AI Liability Legal Timeline
A chronological guide to landmark cases, regulations, and developments shaping the legal landscape for AI liability.
Key Developments in AI Liability Law
#2018
Epic Sepsis Model Deployed
Epic Systems deploys sepsis prediction algorithm to hundreds of hospitals. Later studies will reveal significant performance gaps between clinical validation and real-world deployment, raising questions about hospital liability for algorithm selection.
March 2018
Uber AV Fatality - Tempe, AZ
First pedestrian fatality involving a fully autonomous vehicle (Uber ATG). Raises fundamental questions about manufacturer vs. operator liability for autonomous systems. Criminal charges filed against safety driver; civil settlements reached.
2019
FDA De Novo Clearance for IDx-DR
First FDA clearance for autonomous AI diagnostic device - diabetic retinopathy screening that operates without physician oversight. Establishes precedent for AI systems that can diagnose without human intermediary.
2020
EEOC Begins AI Hiring Investigations
Equal Employment Opportunity Commission begins investigating AI-powered hiring tools for potential discrimination under Title VII. Signals increased regulatory scrutiny of employment algorithms.
February 2021
Mobley v. Workday Filed
Landmark class action alleging Workday’s AI hiring tools discriminate against Black, disabled, and older applicants. First major federal court test of AI hiring discrimination theories.
2022
Illinois BIPA Settlements Surge
Biometric Information Privacy Act litigation accelerates, with Facebook ($650M), Google ($100M), and TikTok ($92M) settlements. Establishes significant liability exposure for facial recognition and biometric AI.
June 2023
Mata v. Avianca - AI Hallucination Sanctions
New York federal judge sanctions attorneys for submitting ChatGPT-generated brief with fabricated case citations. Becomes defining case for attorney competence obligations when using generative AI.
November 2023
California State Bar AI Guidance
California becomes first state bar to issue practical guidance on attorney AI use, addressing competence, confidentiality, and verification duties. Sets template for other jurisdictions.
January 2024
Florida Ethics Opinion 24-1
Florida Bar issues comprehensive ethics opinion on AI, emphasizing verification requirements and establishing “reasonable attorney” standard for AI tool competence.
April 2024
New York State Bar AI Report
NYSBA Task Force releases comprehensive report suggesting that refusing to use AI may itself raise competence concerns in some circumstances - a significant shift in the standard of care discussion.
July 2024
ABA Formal Opinion 512
American Bar Association issues national guidance on AI in legal practice, establishing baseline ethical obligations applicable across all jurisdictions.
August 2024
EU AI Act Enters Force
European Union’s comprehensive AI regulation takes effect, with extraterritorial reach affecting US companies. Establishes risk-based framework and mandatory requirements for high-risk AI systems.
February 2025
Texas Ethics Opinion 705
Texas State Bar joins states with formal AI ethics guidance, emphasizing practical verification workflows and client disclosure requirements.
Emerging Trends
#The “Failure to Use AI” Question
#Perhaps the most significant emerging question: When does failure to use available AI tools constitute malpractice? The NYSBA’s suggestion that AI refusal may raise competence concerns signals a potential inversion of traditional liability analysis.
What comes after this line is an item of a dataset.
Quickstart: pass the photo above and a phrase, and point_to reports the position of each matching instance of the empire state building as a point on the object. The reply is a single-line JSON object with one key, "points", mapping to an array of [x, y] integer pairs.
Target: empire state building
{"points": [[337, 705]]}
Verification as Standard of Care
#Across all professional contexts, a clear consensus is emerging: AI recommendations require human verification before consequential action. “Trust but verify” is insufficient; verification must be substantive and documented.
Manufacturer vs. Operator Liability
#Courts continue to grapple with how to allocate liability between AI system developers and the professionals who deploy them. The learned intermediary doctrine provides one framework, but its application to AI remains contested.